Nothing - It is something. It is definitely something and you had better figure it out real quick.


Do I look fat in this? - A better translation would be “Do you think I’m ugly?” and the answer is categorically “no”.


Go ahead - Do not misconstrue this as permission. In fact, it’s more of a dare. Actually, its always a dare. Don’t do it.


No - It means “no”.


Yes - In most cases this also means no. There are exceptions but they are very hard to distinguish.


Maybe - Still no.


It would be nice if… - Everything following the “if” is meant to be interpreted as an unconditional order.


Fine - This means the argument is over and you lost.


It's okay - It’s never okay. This only means that she needs some time to figure out your punishment.


Are you listening? - You are not listening. There is no way to recover from this.


It's up to you - If you think this means you have freedom to choose then you are very, very mistaken. A much better translation would be “It’s up to you…to select the right choice which I know but I am not going to tell you because you should know.” Making the wrong choice will usually result in an “It’s okay.


*Loud sigh* - You might not think so, but this is actually a word and it can roughly be translated as “I can’t believe I have to stand here and put up with your stupidity”.

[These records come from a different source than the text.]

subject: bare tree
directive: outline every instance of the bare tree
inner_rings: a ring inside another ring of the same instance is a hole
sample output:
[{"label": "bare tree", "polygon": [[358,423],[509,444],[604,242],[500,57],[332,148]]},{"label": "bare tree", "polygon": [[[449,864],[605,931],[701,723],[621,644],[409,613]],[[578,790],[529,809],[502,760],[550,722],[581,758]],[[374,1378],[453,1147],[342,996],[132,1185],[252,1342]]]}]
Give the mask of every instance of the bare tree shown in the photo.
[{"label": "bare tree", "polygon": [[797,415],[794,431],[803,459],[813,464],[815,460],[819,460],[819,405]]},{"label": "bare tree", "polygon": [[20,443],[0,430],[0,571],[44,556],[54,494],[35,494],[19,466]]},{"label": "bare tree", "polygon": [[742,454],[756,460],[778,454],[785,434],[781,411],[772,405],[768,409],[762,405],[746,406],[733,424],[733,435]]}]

5 minutes - This depends on context. If she is getting dressed then it is most likely somewhere between 30 and 40 minutes. If you are watching TV then it is closer to 0 minutes. As in “why are you watching TV right now when you should be doing something productive?”


Whatever - This is like “fine” except significantly worse. In fact, many times it will follow Are you listening?


Thanks - It means thanks. Say “you’re welcome”.


Thanks a lot - It’s a very small distinction but this is actually the opposite of “thanks”. Under no circumstances should you say “you’re welcome”. Typically that would land you back at #12 (Whatever).


Don't worry about it - This means she has told you to do something (possibly more than once) and she is now going to do it herself. Any further inquiries on your part will most likely result in *loud sigh*.


We can go anywhere you want - In most cases this means “You had better choose my favorite restaurant”.


We need to talk - You’re dead.


What are you doing? - This is actually not a question. It’s a statement akin to “You’re doing it wrong.”


Do you have to do this now? - Also not a question. It means stop doing what you’re doing and prepare for further orders.


You have to learn to communicate - “Communicate” can also be translated as “agree with me”.


I'm not upset - She’s upset.


We need… - She wants…


I don't want to talk about it - She wants you to go away because she is still building up evidence against you.